The first explanation came three months later, when someone called Leopold Brandeis received and analyzed some of the specimens that had been preserved in glycerin. He announced that the ‘meat’ was not actually meat at all. "At last we have a proper explanation of this much talked of phenomenon,” it was reported in Scientific American that year. "It has been comparatively easy to identify the substance and to fix its status. The Kentucky 'wonder' is no more or less than nostoc."
A type of cyanobacteria that forms colonies surrounded by a protective gelatinous envelope, nostoc is known to swell up into a translucent jelly-like mass whenever it rains. Because it’s so inconspicuous when dry, for many years, people believed nostoc to float on the breeze until it rained, which caused it to fall from the sky like hail. Colourful nicknames such as "star jelly", "witch's butter", and "star-slubber" were thrown around.
Brandeis identified the Kentucky nostoc as belonging to the species Nostoc craneum, which he described as "flesh-coloured”. But really, it honestly just looks like the color of seaweed. It tastes like frog or spring chicken legs, he said, and had ballooned and fallen upon the Crouch residence when it rained.
But wait a minute, what rain? Didn't the Crouches report it to be a perfectly clear night?
Fortunately, Brandeis didn't play a completely useless role in the investigation, because he had given a couple of mystery meat samples to experienced histologist and president of the Newark Scientific Association, Dr.
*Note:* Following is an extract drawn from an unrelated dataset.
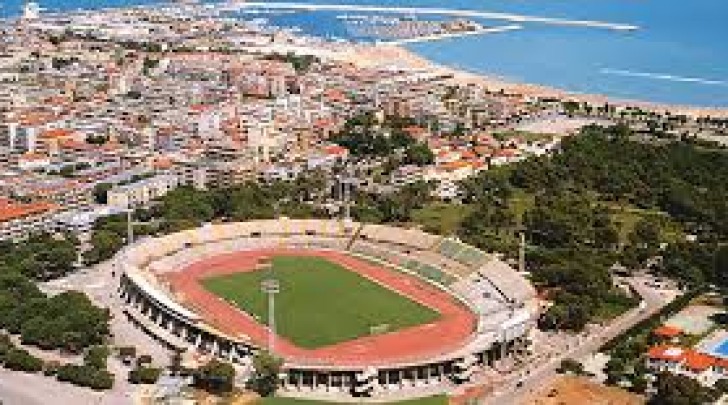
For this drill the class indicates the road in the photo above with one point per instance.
(510, 393)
A. Mead Edwards, who said it was likely the lung tissue of a human infant or a horse. Another histologist, Dr. J.W.S. Arnold, studied the specimens and agreed, concluding in The American Journal of Microscopy and Popular Science that they consisted of some kind of animal cartilage and lung tissue.
Eventually, seven samples were examined by several scientists, who confirmed two to be lung tissue, three to be muscular tissue, and two were said to be made of cartilage. So how did they come to be involved in the Infamous Kentucky Shower of Flesh?
Enter the man with the best explanation for the "shower of quivering flesh” that we’re probably ever going to get - Dr L. D Kastenbine, who wrote in a 1876 edition of the Louisville Medical News that it was, quite literally, a coordinated bout of projectile vulture vomit scattered by the wind.
What can we say?? There must have been an enormous flock of invisible vultures that day.
No other explanation has ever been offered. Sometimes natural science is weirder than science fiction.